Because the world is so interconnected through social media platforms, Wheeler students share perspectives common to other users around the globe whose connections to family and friends are now largely online and intertwined with shared experiences hosted through Facebook-owned platforms. The need to stay connected, especially in a COVID-shaped world with limited options to interact outside of these platforms, gives Facebook enormous power over its users. Not only is an important means of communication for users at risk, but critics are beginning to question whether the contents of what is promoted on the platform puts users at risk as well.
During a recent attack against Facebook, Ms. Hauger highlighted a study ridiculing Facebook’s campaign to promote itself as tough on hate speech and racial injustice. The study added to increasing evidence that Facebook routinely sells access to its users to the highest bidders, including white supremacist groups and Russian companies distributing misinformation and division. She explained, “We estimate that [the company] may take action on as little as 3-5% of hate and about 6-tenths of 1% of V & I [violence and incitement posts] on Facebook despite being the best in the world at it.”
Wheeler student reactions to Facebook’s current woes are mixed, they lean strongly toward some sort of action to reign in Facebook’s dominance over social media. Some infrequent users like Eileigh Munro (10) suggested that getting rid of social media altogether might be an improvement: “Facebook being down didn’t affect me much. I don’t really use it or Instagram. I also think any big social media account is stupid and the Internet should simply be reserved for information, like a huge library.”

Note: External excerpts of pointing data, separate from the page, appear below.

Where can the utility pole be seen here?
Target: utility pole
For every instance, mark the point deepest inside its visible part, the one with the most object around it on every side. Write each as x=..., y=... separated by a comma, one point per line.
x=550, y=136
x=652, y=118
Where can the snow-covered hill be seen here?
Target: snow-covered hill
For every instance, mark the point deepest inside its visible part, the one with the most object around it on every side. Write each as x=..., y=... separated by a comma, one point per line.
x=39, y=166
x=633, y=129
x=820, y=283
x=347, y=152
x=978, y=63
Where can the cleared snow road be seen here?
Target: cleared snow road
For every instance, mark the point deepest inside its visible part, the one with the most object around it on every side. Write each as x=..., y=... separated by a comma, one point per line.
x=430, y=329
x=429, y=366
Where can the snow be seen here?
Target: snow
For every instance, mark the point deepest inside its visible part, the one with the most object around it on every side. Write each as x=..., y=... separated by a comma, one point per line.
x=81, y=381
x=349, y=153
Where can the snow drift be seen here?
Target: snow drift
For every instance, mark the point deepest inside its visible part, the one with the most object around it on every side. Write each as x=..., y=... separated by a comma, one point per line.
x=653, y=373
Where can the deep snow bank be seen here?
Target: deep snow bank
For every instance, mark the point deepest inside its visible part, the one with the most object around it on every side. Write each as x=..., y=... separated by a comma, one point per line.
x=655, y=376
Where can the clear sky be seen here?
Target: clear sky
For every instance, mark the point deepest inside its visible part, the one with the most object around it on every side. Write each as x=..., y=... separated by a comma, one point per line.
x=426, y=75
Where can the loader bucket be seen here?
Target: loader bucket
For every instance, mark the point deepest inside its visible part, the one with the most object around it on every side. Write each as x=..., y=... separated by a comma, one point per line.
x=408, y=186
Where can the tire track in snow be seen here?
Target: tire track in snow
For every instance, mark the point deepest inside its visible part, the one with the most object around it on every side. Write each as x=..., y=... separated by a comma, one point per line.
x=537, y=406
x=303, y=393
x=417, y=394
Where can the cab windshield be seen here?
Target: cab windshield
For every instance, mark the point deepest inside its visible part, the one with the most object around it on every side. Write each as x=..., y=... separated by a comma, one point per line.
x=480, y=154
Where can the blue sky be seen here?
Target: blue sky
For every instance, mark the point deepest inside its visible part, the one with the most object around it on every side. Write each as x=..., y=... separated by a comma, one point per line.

Mr. Schoenthaler defended the need for Facebook but not in its current form: “I hate Mark Zuckerberg for what he did. He better get his stuff together so I can use Instagram without the fear of another crash. If one app goes down, it’s like the whole system goes with it. That’s messed up. I say the company should be broken up because it’s not like Facebook has what’s best in mind for its users.”

Pictured here is Lakin Schoenthaler giving a thumbs down directed towards the Getty images photo of Mark Zuckerberg. (ELzie )

Through the case Hauger and other activists have presented, they hope to knock down the giant that is Facebook, and Hauger’s strong claims and insider knowledge of the company leaves her in a prime position to do just that. So as the case comes to a close and our social media apps attempt to recover from their temporary outage, we all should take away one lesson: the bigger they are, the harder they fall.